Cobalt decreased the toxicity of (1) nitrosonaphthol for all four species, (2) o-phenanthroline for the first three and (3) sodium diethyldithiocarbamate for the bull.
Copper increased the toxicity of (1) nitrosonaphthol, ethyl potassium xan-thate and hydroxyquinoline for all species, (2) cupferron for the first three and (3) sodium diethyldithiocarbamate for the ram.
Zinc increased the toxicity of (1) sodium diethyldithiocarbamate, ethyl potassium xanthate and hydroxyquinoline for ram spermatozoa and (2) hydroxyquinoline for bull spermatozoa.

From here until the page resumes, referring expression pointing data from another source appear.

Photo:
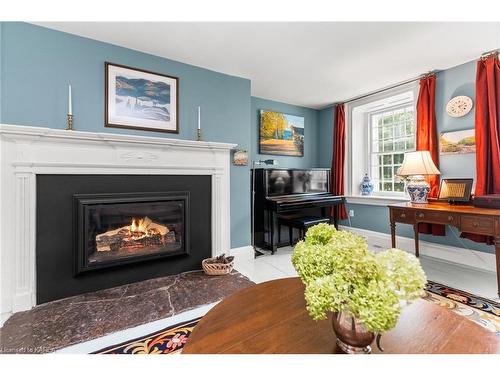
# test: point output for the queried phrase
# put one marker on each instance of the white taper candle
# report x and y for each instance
(70, 109)
(199, 117)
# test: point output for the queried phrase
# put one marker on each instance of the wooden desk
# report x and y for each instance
(272, 318)
(466, 218)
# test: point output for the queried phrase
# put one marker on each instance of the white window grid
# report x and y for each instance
(387, 160)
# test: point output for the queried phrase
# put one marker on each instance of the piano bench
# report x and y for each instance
(302, 223)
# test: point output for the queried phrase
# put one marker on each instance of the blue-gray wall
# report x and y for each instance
(37, 64)
(311, 134)
(459, 80)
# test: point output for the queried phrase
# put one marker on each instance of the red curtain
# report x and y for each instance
(427, 140)
(337, 171)
(487, 132)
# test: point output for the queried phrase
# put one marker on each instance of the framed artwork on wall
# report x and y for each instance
(281, 134)
(141, 100)
(457, 142)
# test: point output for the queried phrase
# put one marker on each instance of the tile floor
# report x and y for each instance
(469, 279)
(269, 267)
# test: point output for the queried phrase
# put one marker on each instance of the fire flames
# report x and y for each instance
(138, 228)
(141, 233)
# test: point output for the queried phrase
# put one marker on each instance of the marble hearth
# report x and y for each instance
(73, 320)
(27, 152)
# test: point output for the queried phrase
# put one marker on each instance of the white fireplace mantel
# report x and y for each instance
(26, 151)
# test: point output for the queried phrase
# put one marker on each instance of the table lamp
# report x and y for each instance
(417, 164)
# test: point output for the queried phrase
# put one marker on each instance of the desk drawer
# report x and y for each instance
(437, 217)
(403, 216)
(478, 224)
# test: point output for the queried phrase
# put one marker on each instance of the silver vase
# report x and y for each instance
(352, 336)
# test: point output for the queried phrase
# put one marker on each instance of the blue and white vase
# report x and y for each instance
(418, 189)
(366, 186)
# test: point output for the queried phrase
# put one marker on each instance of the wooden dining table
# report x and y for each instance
(272, 318)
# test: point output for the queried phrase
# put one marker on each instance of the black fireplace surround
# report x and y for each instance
(99, 231)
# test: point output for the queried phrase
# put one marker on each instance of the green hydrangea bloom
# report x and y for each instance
(340, 273)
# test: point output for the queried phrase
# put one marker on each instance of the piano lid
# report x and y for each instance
(281, 182)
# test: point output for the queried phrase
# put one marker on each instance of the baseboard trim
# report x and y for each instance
(3, 318)
(457, 255)
(242, 249)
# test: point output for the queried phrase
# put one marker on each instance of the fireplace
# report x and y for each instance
(43, 169)
(116, 229)
(111, 230)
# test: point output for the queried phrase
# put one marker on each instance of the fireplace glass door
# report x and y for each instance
(118, 229)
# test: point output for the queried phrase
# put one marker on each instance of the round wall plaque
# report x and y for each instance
(459, 106)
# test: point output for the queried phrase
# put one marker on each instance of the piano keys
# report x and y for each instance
(288, 191)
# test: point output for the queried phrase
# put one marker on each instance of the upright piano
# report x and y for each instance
(288, 192)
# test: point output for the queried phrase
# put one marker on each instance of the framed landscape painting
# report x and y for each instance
(281, 134)
(457, 142)
(142, 100)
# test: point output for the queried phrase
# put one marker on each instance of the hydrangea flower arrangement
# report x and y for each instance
(340, 273)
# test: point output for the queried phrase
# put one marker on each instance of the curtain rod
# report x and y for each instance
(485, 54)
(492, 52)
(386, 88)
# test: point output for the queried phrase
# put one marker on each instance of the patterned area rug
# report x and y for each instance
(480, 310)
(171, 340)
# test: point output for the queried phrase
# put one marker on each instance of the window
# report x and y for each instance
(380, 129)
(392, 134)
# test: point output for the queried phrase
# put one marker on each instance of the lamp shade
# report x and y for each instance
(418, 163)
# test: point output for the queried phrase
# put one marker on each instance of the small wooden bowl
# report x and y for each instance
(215, 269)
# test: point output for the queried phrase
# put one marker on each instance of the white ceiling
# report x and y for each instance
(308, 64)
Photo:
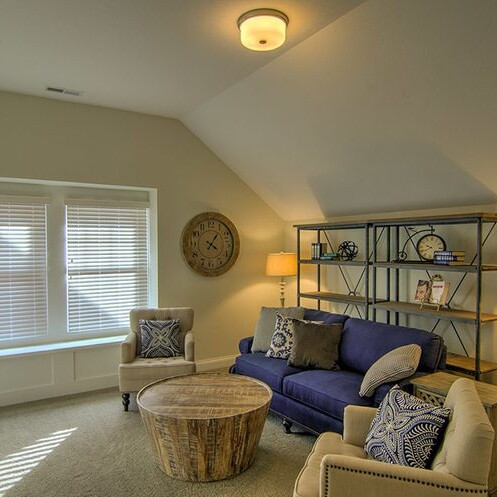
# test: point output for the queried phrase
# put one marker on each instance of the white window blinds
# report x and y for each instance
(23, 270)
(107, 265)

Cadmium increased the toxicity of (1) ethyl potassium xanthate for all species, (2) hydroxyquinoline for the first three, (3) sodium diethyldithiocarbamate for the ram and rabbit and (4) nitrosonaphthol for the ram.
Factorial experiments using bull, ram and rabbit spermatozoa indicated that the spermicidal activity of the metal-chelate mixtures were due to an interaction between the two and not merely additive effects of two spermicidal substances.
Purification of the diluent did not influence the toxicity of the chelating agents to bull, ram or rabbit spermatozoa.
Vitamin B12 (40μ.g. %) did not reduce the toxicity of o-phenanthroline or nitrosonaphthol for bull or ram spermatozoa.
Nickel was almost as effective as cobalt in reducing the toxicity of o-phenan-throline for ram and bull spermatozoa.
ACKNOWLEDGEMENTS
The author wishes to acknowledge his indebtedness to Prof. C. W. Emmens for his interest and advice, to Mr A. W. Blackshaw for collecting ram semen, to the Camden Park Estate for bull semen and to the Women’s Hospital, Sydney, for the supply of human semen.